Posted Monday, February 3rd 2014 @ 5am by Jim Forsyth
The booming Eagle Ford and the surging Cline Shale in west Texas will be churning out a million barrels of crude oil per day in 2014, but prominent Texas oil economist Karr Ingham says the success of the shale plays and other developments in the petroleum industry are likely to slow the explosive growth that we've seen in the shale fields over the past two years, 1200 WOAI news reports.
"Flattening out at a really high level, which is where we are now, is not a terrible outcome, and that's probably what we can look for in 2014," Ingham told 1200 WOAI news.
He says the success of the fracking revolution, combined with indications that Iran and Iraq are about to raise production, will be behind the leveling out of production, Ingham said. He says some fracking wells require sustainably high crude oil prices, and he says the expected price of crude on the world markets may not be as high as we saw in 2012 and 2013.
"With every five bucks in crude oil prices that you lose, you're pricing some projects out of the market, just because they are very expensive to drill," he said.

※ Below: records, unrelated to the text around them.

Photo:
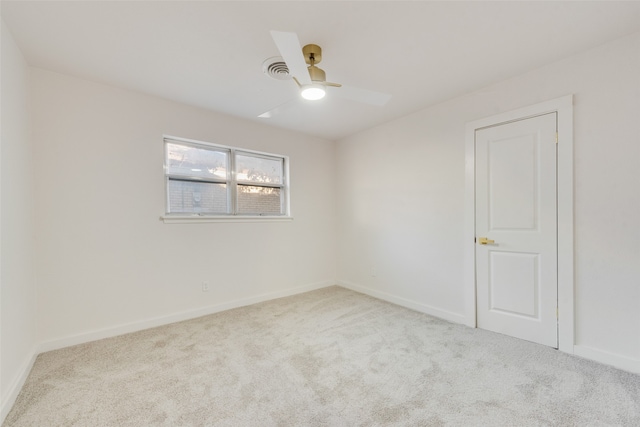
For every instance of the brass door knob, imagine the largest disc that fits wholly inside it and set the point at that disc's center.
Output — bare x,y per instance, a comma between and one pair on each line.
485,241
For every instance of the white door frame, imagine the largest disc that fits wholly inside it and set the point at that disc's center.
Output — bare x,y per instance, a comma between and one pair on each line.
564,107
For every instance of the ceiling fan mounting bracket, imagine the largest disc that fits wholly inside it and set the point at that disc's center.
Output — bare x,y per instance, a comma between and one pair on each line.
312,51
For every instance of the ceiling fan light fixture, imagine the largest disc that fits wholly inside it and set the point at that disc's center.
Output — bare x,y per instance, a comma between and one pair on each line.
313,92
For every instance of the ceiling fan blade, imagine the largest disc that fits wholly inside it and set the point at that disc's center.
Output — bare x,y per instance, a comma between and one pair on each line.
276,111
291,51
361,95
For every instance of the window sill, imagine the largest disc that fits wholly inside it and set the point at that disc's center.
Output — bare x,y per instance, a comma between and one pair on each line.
191,219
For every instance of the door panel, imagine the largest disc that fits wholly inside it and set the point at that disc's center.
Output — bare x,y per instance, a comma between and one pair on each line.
516,274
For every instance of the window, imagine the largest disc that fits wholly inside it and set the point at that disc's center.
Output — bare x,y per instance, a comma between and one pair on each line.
211,180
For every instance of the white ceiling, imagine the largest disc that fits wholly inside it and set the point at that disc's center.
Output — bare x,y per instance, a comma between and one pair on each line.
209,53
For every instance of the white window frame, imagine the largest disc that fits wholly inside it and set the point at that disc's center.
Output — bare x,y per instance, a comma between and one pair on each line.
232,183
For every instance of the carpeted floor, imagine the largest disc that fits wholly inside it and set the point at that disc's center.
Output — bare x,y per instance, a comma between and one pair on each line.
330,357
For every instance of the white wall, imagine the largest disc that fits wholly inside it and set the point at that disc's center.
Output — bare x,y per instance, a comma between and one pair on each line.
17,280
401,198
107,264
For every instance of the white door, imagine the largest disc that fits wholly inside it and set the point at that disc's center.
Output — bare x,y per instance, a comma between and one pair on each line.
516,229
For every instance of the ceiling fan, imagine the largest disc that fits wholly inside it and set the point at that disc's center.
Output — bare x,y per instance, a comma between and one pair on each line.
301,63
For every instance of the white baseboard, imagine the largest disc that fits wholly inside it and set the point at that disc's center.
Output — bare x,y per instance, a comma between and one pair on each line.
414,305
612,359
175,317
16,385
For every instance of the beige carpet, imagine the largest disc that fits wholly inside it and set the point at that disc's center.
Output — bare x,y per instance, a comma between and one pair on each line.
325,358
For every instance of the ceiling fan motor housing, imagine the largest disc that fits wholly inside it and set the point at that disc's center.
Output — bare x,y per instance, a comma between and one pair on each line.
312,51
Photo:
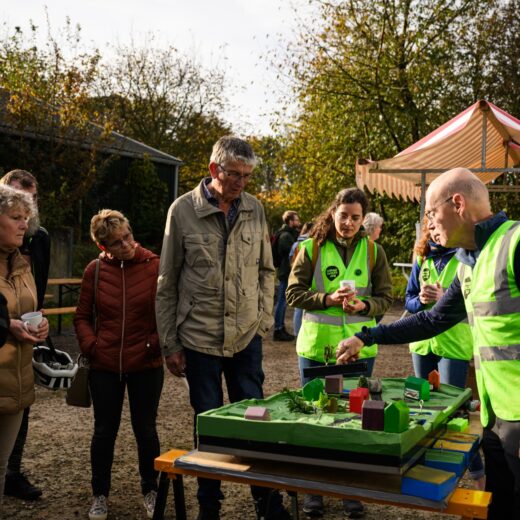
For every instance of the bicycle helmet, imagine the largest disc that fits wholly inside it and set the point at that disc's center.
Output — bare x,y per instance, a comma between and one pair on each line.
53,368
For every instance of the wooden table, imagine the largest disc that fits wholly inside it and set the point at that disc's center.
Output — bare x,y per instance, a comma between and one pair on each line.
65,286
298,478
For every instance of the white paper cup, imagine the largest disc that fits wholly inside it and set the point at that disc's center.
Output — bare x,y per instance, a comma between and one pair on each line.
348,284
32,319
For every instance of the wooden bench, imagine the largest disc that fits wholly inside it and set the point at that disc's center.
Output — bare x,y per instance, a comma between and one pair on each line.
295,478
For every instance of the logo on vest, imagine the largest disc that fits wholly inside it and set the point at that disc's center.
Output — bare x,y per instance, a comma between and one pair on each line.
467,287
331,272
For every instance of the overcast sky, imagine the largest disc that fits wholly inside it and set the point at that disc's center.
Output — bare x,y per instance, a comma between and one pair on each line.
231,33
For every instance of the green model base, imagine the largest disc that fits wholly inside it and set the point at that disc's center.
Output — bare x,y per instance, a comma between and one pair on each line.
337,431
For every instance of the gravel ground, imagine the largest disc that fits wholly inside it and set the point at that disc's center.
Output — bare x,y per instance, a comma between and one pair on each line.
57,451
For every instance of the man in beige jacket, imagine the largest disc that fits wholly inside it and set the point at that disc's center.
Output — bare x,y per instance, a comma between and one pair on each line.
215,297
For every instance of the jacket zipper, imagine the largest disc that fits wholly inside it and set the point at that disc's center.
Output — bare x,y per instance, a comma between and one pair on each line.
19,349
123,323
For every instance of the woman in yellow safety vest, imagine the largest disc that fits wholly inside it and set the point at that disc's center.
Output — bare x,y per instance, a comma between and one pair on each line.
449,353
338,249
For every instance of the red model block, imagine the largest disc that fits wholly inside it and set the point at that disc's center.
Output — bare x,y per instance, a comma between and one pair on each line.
434,379
356,398
373,415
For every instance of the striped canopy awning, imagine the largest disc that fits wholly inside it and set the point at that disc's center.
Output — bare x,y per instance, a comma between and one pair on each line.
482,138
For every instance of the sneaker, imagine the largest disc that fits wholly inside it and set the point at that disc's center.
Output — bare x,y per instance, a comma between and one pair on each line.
149,502
353,508
99,508
18,485
208,514
313,505
283,335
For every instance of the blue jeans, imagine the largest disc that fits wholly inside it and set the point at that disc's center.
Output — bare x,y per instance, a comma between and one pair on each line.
244,379
453,372
281,305
308,363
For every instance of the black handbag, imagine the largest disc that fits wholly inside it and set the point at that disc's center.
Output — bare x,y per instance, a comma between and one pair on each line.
79,392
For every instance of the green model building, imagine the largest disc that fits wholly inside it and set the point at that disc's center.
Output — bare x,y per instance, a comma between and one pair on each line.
397,416
417,388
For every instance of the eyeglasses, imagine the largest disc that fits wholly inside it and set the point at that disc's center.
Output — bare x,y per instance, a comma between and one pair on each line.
430,215
118,244
235,175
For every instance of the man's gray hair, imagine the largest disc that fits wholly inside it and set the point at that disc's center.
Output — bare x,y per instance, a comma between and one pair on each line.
11,198
232,149
372,221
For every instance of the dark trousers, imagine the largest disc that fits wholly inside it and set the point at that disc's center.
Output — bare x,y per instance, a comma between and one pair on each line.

The Texas Petro Index, which records producing and exploration wells, hit its highest level in history in 2013, as Texas alone turned out $110 billion in oil and gas production last year.
Ingham says the outlook for fracking remains very bright, with engineers finding recoverable oil and gas in shale plays in places where it has never been thought that oil existed. He says he just talked with investors in Poland who are bullish about fracking there.
The Eagle Ford and Cline Shale combined will produce more oil than almost every OPEC country in 2014, and Ingham says the result for consumers will be universally positive.
"The outlook for consumers in terms of refined products, gasoline in particular, looks very good for 2014," he said.